In the following IR produced from the code of a simple memcopy function GEPs are not free:

while.cond:                                       ; preds = %while.body, %entry
  %dest.addr.0 = phi i8* [ %dest, %entry ], [ %incdec.ptr1, %while.body ]
  %src.addr.0 = phi i8* [ %src, %entry ], [ %incdec.ptr, %while.body ]
  %tobool = icmp eq i32 %size.addr.0, 0
  br i1 %tobool, label %while.end, label %while.body

while.body:                                       ; preds = %while.cond
  %dec = add nsw i32 %size.addr.0, -1
  %incdec.ptr = getelementptr inbounds i8, i8* %src.addr.0, i32 1
  %0 = load i8, i8* %src.addr.0, align 1, !tbaa !12
  %incdec.ptr1 = getelementptr inbounds i8, i8* %dest.addr.0, i32 1
  store i8 %0, i8* %dest.addr.0, align 1, !tbaa !12
  br label %while.cond

while.end:                                        ; preds = %while.cond

For x86 and ARM they are lowered into ADD instructions. So they are not free but the current getGEPCost returns they are free. E.g., this affects the cost of inlining. The calculated cost is lower than it should be and functions are inlined.
We can do the analysis before the call of getGEPCost but this will require to do it at all places where getGEPCost is called. So it’s better to do this in one place, in the getGEPCost function or its implementations for targets.
To detect this case and other Def-Use based cases GEPs need to be accessed in getGEPCost which is not possible with the current signature.

Event Timeline

eastig created this revision.Mar 21 2017, 5:48 AM
efriedma edited edge metadata.Mar 21 2017, 11:03 AM

In some contexts, we might want to compute the cost of a GEP which doesn't actually exist in IR at the moment. I guess there aren't any callers in the tree like that at the moment, but we use this sort of capability in other contexts, so we want to structure the code to allow it.
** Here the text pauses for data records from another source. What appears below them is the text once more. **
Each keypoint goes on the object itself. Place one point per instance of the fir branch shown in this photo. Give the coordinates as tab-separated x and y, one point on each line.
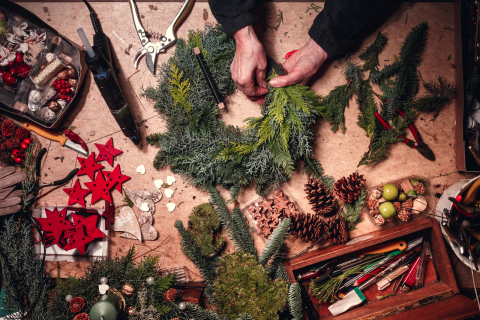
295	301
371	53
275	242
351	212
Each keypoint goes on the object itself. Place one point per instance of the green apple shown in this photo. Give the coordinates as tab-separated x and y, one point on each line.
402	197
390	192
387	210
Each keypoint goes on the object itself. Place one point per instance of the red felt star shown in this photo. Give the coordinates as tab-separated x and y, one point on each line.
78	240
55	223
116	176
107	152
100	188
76	194
108	215
88	166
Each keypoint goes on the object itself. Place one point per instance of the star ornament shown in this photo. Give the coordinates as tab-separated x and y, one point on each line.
116	176
56	224
88	166
100	188
107	152
76	194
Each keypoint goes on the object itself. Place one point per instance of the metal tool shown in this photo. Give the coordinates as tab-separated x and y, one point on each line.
64	142
151	50
419	145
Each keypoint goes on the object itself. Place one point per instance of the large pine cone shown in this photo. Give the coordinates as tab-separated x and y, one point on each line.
320	197
338	229
349	188
307	227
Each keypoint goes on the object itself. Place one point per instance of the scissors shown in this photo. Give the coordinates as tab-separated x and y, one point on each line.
151	50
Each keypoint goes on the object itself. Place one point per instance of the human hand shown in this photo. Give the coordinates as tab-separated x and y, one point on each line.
301	65
249	65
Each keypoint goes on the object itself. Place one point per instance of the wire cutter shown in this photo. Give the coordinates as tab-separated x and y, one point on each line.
151	50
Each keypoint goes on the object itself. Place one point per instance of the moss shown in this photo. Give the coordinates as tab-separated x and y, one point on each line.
243	285
204	228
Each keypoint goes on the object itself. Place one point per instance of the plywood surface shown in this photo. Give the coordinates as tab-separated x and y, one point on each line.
338	153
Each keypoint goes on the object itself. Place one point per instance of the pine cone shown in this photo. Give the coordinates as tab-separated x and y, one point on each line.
320	197
307	227
10	144
338	229
373	204
397	206
404	215
379	220
8	128
407	204
419	188
349	188
22	133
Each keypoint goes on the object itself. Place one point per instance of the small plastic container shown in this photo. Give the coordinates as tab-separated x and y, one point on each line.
428	195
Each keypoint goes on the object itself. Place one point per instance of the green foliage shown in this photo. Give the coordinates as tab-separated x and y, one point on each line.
352	214
370	54
204	228
295	301
118	271
200	147
243	286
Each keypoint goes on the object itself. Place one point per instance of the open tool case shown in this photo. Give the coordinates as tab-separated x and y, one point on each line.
17	98
416	304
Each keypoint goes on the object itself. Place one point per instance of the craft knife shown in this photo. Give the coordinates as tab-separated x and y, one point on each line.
64	142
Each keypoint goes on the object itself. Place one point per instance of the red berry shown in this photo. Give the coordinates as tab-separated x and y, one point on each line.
7	77
19	57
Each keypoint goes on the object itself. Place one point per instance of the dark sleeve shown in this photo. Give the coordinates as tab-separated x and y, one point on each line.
234	14
337	28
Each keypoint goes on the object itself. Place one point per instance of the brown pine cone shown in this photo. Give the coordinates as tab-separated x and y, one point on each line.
379	220
404	215
397	206
419	187
373	204
10	144
8	128
320	197
338	229
307	227
349	188
22	133
407	204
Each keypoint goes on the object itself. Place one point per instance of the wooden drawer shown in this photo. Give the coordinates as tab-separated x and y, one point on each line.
435	289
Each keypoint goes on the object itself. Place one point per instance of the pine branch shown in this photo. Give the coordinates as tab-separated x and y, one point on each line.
295	301
351	214
275	242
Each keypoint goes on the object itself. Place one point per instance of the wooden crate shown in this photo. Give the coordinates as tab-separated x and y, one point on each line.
444	288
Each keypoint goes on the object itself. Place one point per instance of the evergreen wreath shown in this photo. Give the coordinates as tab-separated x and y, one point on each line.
201	147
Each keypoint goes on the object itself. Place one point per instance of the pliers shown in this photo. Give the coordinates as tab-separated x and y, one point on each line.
419	145
149	49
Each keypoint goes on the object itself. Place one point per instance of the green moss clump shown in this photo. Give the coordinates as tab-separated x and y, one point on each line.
243	285
204	228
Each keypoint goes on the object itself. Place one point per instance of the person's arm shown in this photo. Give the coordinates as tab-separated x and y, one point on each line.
234	14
Actually, the inliner itself could in theory take advantage of that: if you have a function which returns a GEP, the cost depends on how the caller uses the value. That might be overkill, though, given the tiny effect in most cases.

Along those lines, it probably makes sense to structure the code more like this:

  1. The core cost function for GEPs should keep its existing signature, and just assume the GEP has users which are not memory operations (so it's not free unless all the indices are zero).
  2. We should have a utility function which examines the users of the GEP, and checks if the GEP can be folded into them, using isLegalAddressingMode or something like that.
include/llvm/Analysis/TargetTransformInfoImpl.h
571

Useless assertion/

In some contexts, we might want to compute the cost of a GEP which doesn't actually exist in IR at the moment. I guess there aren't any callers in the tree like that at the moment, but we use this sort of capability in other contexts, so we want to structure the code to allow it.

Actually, the inliner itself could in theory take advantage of that: if you have a function which returns a GEP, the cost depends on how the caller uses the value. That might be overkill, though, given the tiny effect in most cases.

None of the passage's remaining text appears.